The main section of the building has been refurbished for guest rooms, and the northwest wing, with some sections of verandah enclosed with fibrous cement, consists of a central corridor with hostel rooms and a kitchen.

Internally, the building has cedar joinery including panelled doors with fanlights, architraves, bays with seats, fireplace surrounds and skirtings. The octagonal shaped central hall has ornate plaster mouldings and cornice, faux marble finish to arches and wall panels and a radiating parquet which continues into the front and rear halls. Walls are plastered masonry with wallpaper to dado or picture rail height. Ensuite rooms have been added.

A single-storeyed, rendered concrete block hostel with a skillion roof is built adjacent to the building on the northwest. A single-storeyed weatherboard reception, with a hipped corrugated iron roof and concrete stumps, is located adjacent to the building on the west.

The grounds include a gravel drive from Russell Street with a turning circle and brick edging, mature trees to the south and east, hedges along the south and east boundaries and an expanse of lawn with gardens to the southeast.

== Heritage listing ==
Vacy Hall was listed on the Queensland Heritage Register on 21 October 1992 having satisfied the following criteria.

The place is important in demonstrating the evolution or pattern of Queensland's history.

Vacy Hall, erected in 1899, is important in demonstrating the pattern of Queensland's history, in particular the development of Toowoomba as a prestigious residential location for Darling Downs pastoralists.

The place is important in demonstrating the principal characteristics of a particular class of cultural places.

It is important in demonstrating the principal characteristics of a substantial, late 19th century masonry Toowoomba residence, and exhibits a range of aesthetic characteristics valued by the community, in particular the contribution of the building and grounds, through form, scale, materials and plantings, to the streetscape of Russell Street and to the Toowoomba townscape; and the quality and crafting of the materials and finishes, including decorative brickwork, parquet floor, cedar joinery, plasterwork, and step-out bays.

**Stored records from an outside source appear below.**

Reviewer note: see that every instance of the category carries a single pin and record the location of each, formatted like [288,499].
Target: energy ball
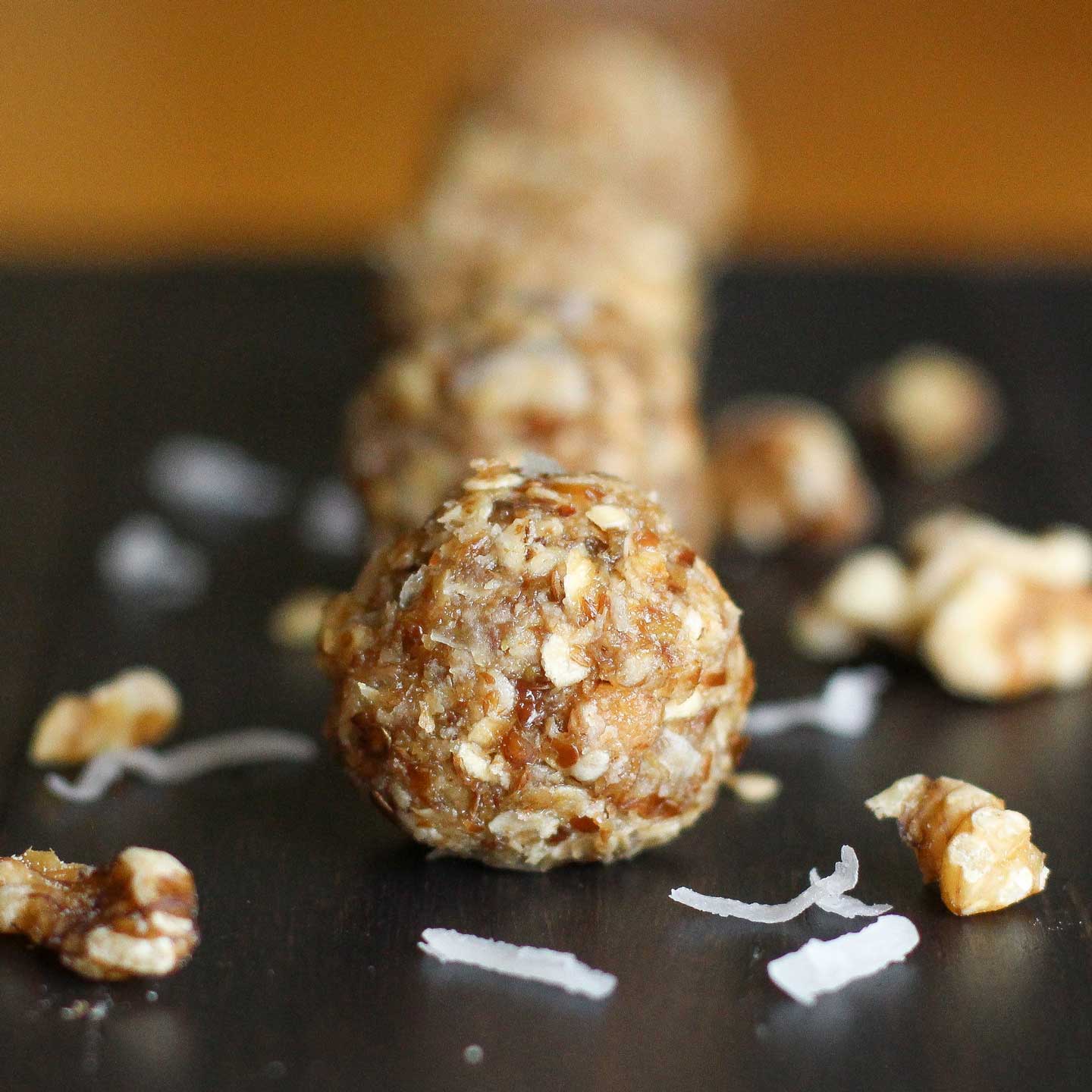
[506,216]
[620,104]
[543,673]
[583,390]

The place is important because of its aesthetic significance.

It is important in demonstrating the principal characteristics of a substantial, late 19th century masonry Toowoomba residence, and exhibits a range of aesthetic characteristics valued by the community, in particular the contribution of the building and grounds, through form, scale, materials and plantings, to the streetscape of Russell Street and to the Toowoomba townscape; and the quality and crafting of the materials and finishes, including decorative brickwork, parquet floor, cedar joinery, plasterwork, and step-out bays.

The place has a special association with the life or work of a particular person, group or organisation of importance in Queensland's history.

It has a special association with the work of prominent Toowoomba architect, James Marks, who designed a number of residences in Toowoomba; and with James Taylor and Gilbert Cory who were influential in the early development of Toowoomba as a major rural centre.